Two small rings, A and B, each of mass 2m, are threaded on a rough horizontal pole. The
coefficient of friction between each ring and the pole is µ. The rings are attached to the ends of
a light inextensible string. A smooth ring C, of mass 3m, is threaded on the string and hangs in
equilibrium below the pole. The rings A and B are in limiting equilibrium on the pole, with
BAC = ABC = theta, where tan theta = 3/4

(a) Show that the tension in the string is 5/2 mg. done.

(b) Find the value of µ.

There has been a thread on this before but it was a long time ago. Basically I don't understand why tension is acting upward when you consider C. However when considering particles A and B the tension acts downward same direction as where the weight acts. Thanks.

(edited 7 years ago)

Reply 1

Steelmeat

Original post by coconut64

Two small rings, A and B, each of mass 2m, are threaded on a rough horizontal pole. The
coefficient of friction between each ring and the pole is µ. The rings are attached to the ends of
a light inextensible string. A smooth ring C, of mass 3m, is threaded on the string and hangs in
equilibrium below the pole. The rings A and B are in limiting equilibrium on the pole, with
BAC = ABC = theta, where tan theta = 3/4

(a) Show that the tension in the string is 5/2 mg. done.

(b) Find the value of µ.

Is tension acting upwards for C because the force of
There has been a thread on this before but it was a long time ago. Basically I don't understand why tension is acting upward when you consider C. However when considering particles A and B the tension acts downward same direction as where the weight acts. Thanks.

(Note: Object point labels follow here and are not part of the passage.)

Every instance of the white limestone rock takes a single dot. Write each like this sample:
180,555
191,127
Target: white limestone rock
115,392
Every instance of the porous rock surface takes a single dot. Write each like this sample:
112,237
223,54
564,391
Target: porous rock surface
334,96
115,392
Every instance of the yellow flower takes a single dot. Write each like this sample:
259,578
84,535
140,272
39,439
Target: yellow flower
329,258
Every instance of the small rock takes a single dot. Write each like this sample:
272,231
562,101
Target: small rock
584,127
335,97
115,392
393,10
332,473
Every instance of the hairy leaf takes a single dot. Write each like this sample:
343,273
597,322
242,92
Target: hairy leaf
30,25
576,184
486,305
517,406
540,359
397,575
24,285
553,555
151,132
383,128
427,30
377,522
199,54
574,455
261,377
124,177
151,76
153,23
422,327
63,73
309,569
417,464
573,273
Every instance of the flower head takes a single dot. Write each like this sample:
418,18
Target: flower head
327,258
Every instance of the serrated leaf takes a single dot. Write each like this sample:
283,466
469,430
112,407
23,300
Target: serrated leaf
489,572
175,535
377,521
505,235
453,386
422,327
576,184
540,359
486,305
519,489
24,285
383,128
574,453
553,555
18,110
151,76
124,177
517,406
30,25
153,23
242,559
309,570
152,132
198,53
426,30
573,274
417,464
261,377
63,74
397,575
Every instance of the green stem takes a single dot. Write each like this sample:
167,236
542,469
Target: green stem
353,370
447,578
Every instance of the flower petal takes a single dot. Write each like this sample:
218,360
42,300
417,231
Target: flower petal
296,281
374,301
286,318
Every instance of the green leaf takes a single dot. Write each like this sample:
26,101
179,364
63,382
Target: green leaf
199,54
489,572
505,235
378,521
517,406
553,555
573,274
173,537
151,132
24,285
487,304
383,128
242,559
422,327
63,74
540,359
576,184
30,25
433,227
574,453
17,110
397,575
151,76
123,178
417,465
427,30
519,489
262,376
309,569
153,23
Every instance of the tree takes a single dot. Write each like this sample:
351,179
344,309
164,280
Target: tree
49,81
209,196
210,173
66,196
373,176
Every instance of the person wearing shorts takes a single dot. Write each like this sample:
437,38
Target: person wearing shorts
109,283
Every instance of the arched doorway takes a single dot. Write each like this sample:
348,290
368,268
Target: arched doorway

didn't finish your sentence eh? xD

I'm not too sure maybe because if there was no tension opposing the weight from particles A and B the string would just snap since there's no opposing force?

Maybe @Zacken can provide and answer

Reply 2

ghostwalker

Original post by coconut64

What do you mean by upwards and downwards here?

Do you mean vertically up and down, or along the string, in a general upwards/downwards direction with a horizontal component.

I.e. What's the actual issue for you? The fact that it's up at the centre and down at the ends, or the fact that its "vertical"?

Reply 3

Steelmeat

Original post by coconut64

hey! coconut

i just foind this website which explains this really well, it's a few comments down and he has quite a few diagrams to explain where the tension goes
http://physics.stackexchange.com/questions/195309/is-there-a-general-rule-for-determining-the-direction-of-tension-force

Reply 4

coconut64

Original post by ghostwalker

Hi, the problem for me is that when considering particle A or B, I thought that tension would be acting up since the tension is acting upward for c. However, tension acts downward for AB.

Reply 5

Funnycatvideos

Original post by coconut64

I got µ=4/7. Is that correct?

Reply 6

ghostwalker

Original post by coconut64

Hi, the problem for me is that when considering particle A or B, I thought that tension would be acting up since the tension is acting upward for c. However, tension acts downward for AB.

OK, so your problem is really about how tension in a string acts.

It can be summed up in "tension acts towards the body of the string".

So, at the ends, it acts towards the middle.

At any other point on the string, the tension acts towards the bodies of the two pieces of the string either side of the point.

Hence at A or B it acts downwards in general, although it's actually acting along the line of the string, downwards at an angle.

At C, the tension acts upwards at an angle. One lot towards A, and one lot towards B. And because these two tensions are equal in magnitude, and at the same angle to the horizontal, but opposite sides, then their horizontal components cancel out and you're left with a net force acting vertically upwards.